Если же задача формулируется всё же как-то иначе, тогда выгодней использовать AUFS, чем tmpfs. Во втором случае буду огромные расходы  на синхронизацию. AUFS, насколько помню, писался под похожие цели для Асус Еее, см. доки. Для tmpfs можно задействовать хелперы mount.<type-of-fs> ну переписать их и добавить, что нужно.

кратко - так  :Wink: 

----------

## TigerJr

 *alexdu wrote:*   

>  *yauhenl wrote:*   
> 
> собственно это и есть глобально.
> 
> хочу рабочую среду, которая работает очень быстро.
> ...

 

Да вопрос глобальный, сам размышлял над этим вопросом. 

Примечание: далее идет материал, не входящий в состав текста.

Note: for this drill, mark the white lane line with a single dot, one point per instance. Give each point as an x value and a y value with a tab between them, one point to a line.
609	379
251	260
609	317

Начнем с малого. gcc(как будто ты часто его обновляешь!?) glibc(тоже самое что и gcc) kernel-sources(тоже самое что и glibc) kernel-headers как и другие headers(в /usr/includes ты к ним начинаешь обращаться только при сборке исходников а после этого зачем их хранить в оперативке??) и kernel-binaries(всегда там) смысла там хранить нет, как в принципе и дерево портейджей по причине редкого обращения к этим данным(мы не вносим изменения в них), в сравнении например с MySQL на сильно-нагруженном хостинге. 

Дальше-больше все демоны которых ты запускаешь при старте системы все необходимые библиотеки загружают в опреативку один раз, при старте системы и больше демоны к диску могут не обращаться.

MySQL и так все часто-используемые таблицы хранит в оперативке. 

Попробуй начать с малого - перевезти для начала раздел /var и запустить FTP посмотришь будут ли проблемы с правами доступа. А потом установи vsftpd и  попробуй закачать файл по сети в оперативку.

Gnome, KDE и другие рюшечки, а ведь признайся, их ты хочешь туда запихнуть!? Дык вод, ОНИ УЖЕ ТАМ!!! Потому что они "запускаются"

СОВЕТ - Используй Ramdrive для этого. Создаешь блочный девайс нужного тебе объёма в оперативке и монтируешь в нужный cебе раздел напр /var

P/S А думаешь стоит игра свеч?

PS/2 Если вопрос ты решил, отпишись как реализовал и в названии темы поставь [РЕШЕНО]

----------